Noam Schreiber has a nice point:

This has been bugging me since the debate last Thursday. The president keeps insisting there's no way to get more allies helping out in Iraq if you keep insisting the war was a mistake, as John Kerry does. ("I can imagine him walking into the leaders of the world saying, 'We need your help, but Iraq is a mistake,'" the president said yesterday.)
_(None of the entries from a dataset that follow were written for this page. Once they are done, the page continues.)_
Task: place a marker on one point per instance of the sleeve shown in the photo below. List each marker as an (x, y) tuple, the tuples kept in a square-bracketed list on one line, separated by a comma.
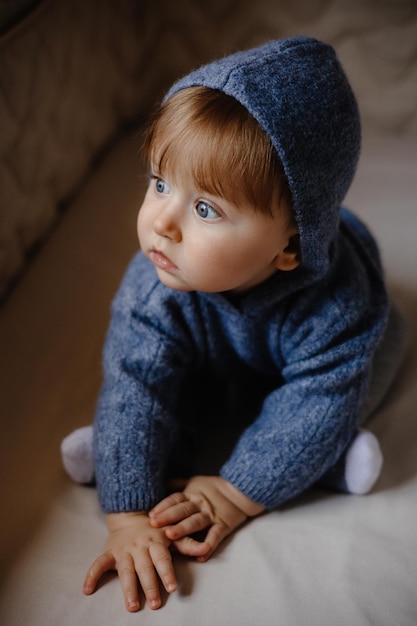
[(306, 424), (146, 355)]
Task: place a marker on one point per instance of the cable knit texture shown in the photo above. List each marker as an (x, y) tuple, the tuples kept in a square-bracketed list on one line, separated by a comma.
[(313, 330)]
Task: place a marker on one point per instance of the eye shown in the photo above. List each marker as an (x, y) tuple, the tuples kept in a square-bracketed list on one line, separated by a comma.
[(206, 211), (161, 186)]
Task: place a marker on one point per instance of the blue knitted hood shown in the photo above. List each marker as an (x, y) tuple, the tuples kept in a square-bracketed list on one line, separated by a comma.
[(297, 91)]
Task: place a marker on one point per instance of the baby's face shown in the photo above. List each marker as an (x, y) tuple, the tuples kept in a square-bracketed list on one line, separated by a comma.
[(201, 242)]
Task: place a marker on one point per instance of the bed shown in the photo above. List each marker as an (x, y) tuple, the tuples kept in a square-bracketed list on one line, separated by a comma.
[(325, 559)]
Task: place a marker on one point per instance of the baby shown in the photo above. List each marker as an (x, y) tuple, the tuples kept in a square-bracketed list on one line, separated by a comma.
[(250, 275)]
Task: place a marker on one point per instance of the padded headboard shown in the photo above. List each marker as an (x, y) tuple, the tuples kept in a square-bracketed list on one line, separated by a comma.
[(73, 73)]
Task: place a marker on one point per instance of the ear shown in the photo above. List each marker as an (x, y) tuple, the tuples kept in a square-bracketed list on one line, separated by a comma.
[(289, 258)]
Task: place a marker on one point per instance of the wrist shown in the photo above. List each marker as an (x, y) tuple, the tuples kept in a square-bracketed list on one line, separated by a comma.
[(249, 507), (117, 520)]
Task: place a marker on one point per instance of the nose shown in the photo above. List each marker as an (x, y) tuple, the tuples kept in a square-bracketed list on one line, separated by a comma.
[(167, 224)]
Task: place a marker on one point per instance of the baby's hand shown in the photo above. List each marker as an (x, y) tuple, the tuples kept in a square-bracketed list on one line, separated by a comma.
[(135, 550), (206, 502)]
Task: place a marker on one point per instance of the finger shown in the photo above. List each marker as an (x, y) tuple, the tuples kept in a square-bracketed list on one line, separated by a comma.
[(188, 526), (177, 484), (148, 579), (175, 513), (168, 502), (191, 547), (129, 582), (214, 537), (103, 564), (162, 560)]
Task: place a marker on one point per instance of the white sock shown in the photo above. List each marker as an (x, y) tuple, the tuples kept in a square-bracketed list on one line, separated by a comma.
[(363, 463), (77, 455)]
But isn't the reality exactly the opposite? Pretty much every potential ally in the world thinks Iraq was a mistake. As long as that's the case, don't you stand a greater chance of winning them over by acknowledging this rather than treating them like idiots? If I'm France or Russia, I'm going to be much more receptive to a pitch that says, "Look, we know we screwed up, but we need your help so Iraq doesn't become an even bigger problem than it already is." The alternative pitch--"Hey, everything's going great. We'd still do it the same way if we had it to do all over again. Oh, and by the way, would you mind kicking in a few thousand troops?"--doesn't strike me as so compelling.


Other stuff from the net: a thought-provoking essay on the nature of the Iraqi insurgency. The prez keeps saying they're a bunch of terrorists, end of story. I suspect that making peace in Iraq will require understanding a bit more about what the hell is going on.